Le chien ne ressemblait pas à un animal errant. Son pelage était bien entretenu, une marque laissée par un harnais de service était visible sur son poitrail, et ses mouvements semblaient trop précis et trop disciplinés pour être ceux d’un chien ordinaire.
— Tu t’es perdu, mon ami ? demanda Viktor.

Le berger allemand l’observa attentivement, puis posa la tête sur son genou.
À cet instant, des voitures de police surgirent sur la promenade.
Des agents armés en sortirent précipitamment. À leur tête marchait la capitaine de l’unité canine.
— Éloignez-vous du chien ! ordonna-t-elle. C’est un chien de service nommé Rex. Il s’est échappé de l’entraînement ce matin.
Viktor leva lentement les mains.
— Je ne l’ai pas touché. C’est lui qui est venu vers moi.
L’un des policiers s’approcha et donna l’ordre :
— Rex, au pied !
Mais le chien ne bougea pas.
La capitaine pensa alors que le vétéran retenait l’animal et prononça un ordre qui fit pâlir Viktor :
— Rex, attaque !

Le berger allemand bondit brusquement sur ses pattes.
Mais au lieu d’attaquer le vieil homme, il se plaça devant lui et grogna contre les policiers.
Tout le monde se figea.
— Il n’a jamais désobéi à un ordre, déclara le maître-chien, déconcerté.
Viktor aperçut la cicatrice sous l’oreille du chien et tomba soudain à genoux.
— Grom… murmura-t-il.
Le chien gémit doucement et posa une patte sur sa poitrine.
De nombreuses années auparavant, Viktor avait servi comme démineur. Son partenaire était un berger allemand nommé Grom. Lors d’une explosion, le chien l’avait protégé de son corps. Après son évacuation, on avait annoncé à Viktor que l’animal était mort.
Mais ce vieux geste ne pouvait appartenir à aucun autre chien.
Chaque fois que Viktor faisait une crise de panique, Grom posait une patte sur sa poitrine pour l’obliger à se concentrer sur sa respiration.

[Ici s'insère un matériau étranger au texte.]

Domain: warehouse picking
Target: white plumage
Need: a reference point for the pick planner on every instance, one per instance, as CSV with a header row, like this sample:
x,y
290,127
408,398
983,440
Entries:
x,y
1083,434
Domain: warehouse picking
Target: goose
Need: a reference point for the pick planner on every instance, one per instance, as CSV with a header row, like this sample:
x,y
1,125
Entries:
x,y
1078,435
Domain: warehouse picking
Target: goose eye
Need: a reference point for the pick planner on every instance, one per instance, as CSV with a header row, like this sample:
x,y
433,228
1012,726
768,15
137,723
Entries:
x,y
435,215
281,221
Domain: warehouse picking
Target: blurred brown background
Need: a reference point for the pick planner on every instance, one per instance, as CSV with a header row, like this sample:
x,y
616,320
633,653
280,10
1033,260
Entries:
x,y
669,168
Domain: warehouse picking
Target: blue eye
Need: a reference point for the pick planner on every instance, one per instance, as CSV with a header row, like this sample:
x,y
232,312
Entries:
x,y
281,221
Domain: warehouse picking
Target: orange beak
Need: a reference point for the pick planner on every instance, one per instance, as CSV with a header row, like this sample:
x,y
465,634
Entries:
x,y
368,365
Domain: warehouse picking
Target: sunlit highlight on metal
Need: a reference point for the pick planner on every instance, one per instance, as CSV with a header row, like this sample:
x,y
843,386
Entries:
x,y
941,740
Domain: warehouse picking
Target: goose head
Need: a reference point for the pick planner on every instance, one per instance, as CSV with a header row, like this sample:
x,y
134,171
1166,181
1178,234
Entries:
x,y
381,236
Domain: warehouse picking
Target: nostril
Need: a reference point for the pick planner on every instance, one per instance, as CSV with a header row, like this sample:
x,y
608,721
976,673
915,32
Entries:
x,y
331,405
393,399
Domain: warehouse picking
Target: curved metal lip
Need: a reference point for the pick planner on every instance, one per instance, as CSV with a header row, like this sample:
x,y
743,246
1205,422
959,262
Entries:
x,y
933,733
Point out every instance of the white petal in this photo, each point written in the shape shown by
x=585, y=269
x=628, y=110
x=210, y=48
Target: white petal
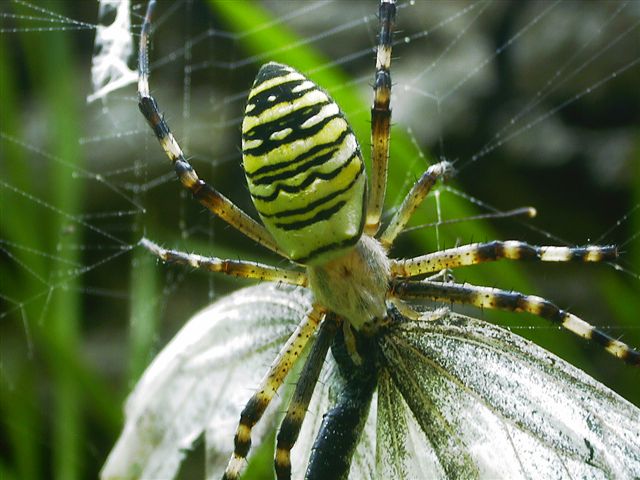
x=201, y=380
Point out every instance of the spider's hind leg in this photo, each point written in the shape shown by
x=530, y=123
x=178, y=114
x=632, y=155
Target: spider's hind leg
x=292, y=421
x=495, y=298
x=475, y=253
x=257, y=404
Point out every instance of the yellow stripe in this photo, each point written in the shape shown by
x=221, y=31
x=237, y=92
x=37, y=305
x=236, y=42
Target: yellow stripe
x=281, y=109
x=273, y=82
x=290, y=151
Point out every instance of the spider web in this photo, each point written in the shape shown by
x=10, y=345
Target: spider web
x=537, y=105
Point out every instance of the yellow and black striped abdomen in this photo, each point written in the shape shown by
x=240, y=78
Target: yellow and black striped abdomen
x=303, y=165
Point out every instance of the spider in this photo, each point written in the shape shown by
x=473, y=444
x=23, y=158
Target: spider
x=307, y=179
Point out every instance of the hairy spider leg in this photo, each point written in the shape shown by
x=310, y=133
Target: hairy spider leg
x=475, y=253
x=495, y=298
x=236, y=268
x=413, y=200
x=292, y=421
x=257, y=404
x=380, y=117
x=208, y=196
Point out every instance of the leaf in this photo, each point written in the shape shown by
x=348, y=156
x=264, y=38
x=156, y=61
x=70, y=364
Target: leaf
x=202, y=379
x=491, y=404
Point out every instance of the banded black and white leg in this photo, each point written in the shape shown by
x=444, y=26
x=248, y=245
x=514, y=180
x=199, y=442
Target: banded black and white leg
x=257, y=404
x=236, y=268
x=380, y=117
x=292, y=421
x=494, y=298
x=476, y=253
x=208, y=196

La vérification de la puce électronique révéla la vérité. Après avoir été blessé, le chien avait été sauvé, mais ses documents avaient été perdus lors de son transfert entre plusieurs unités. Plus tard, on lui avait donné un nouveau nom : Rex.
La capitaine abaissa lentement son arme.
— Alors, il ne s’est pas enfui, dit-elle. Il est rentré chez lui.
Quelques jours plus tard, le chien de service fut officiellement mis à la retraite et confié à Viktor.
Depuis ce jour, ils se promenaient ensemble chaque matin sur la promenade.
Viktor ne se sentait plus seul.
Et Grom avait enfin retrouvé l’homme qu’il cherchait depuis tant d’années.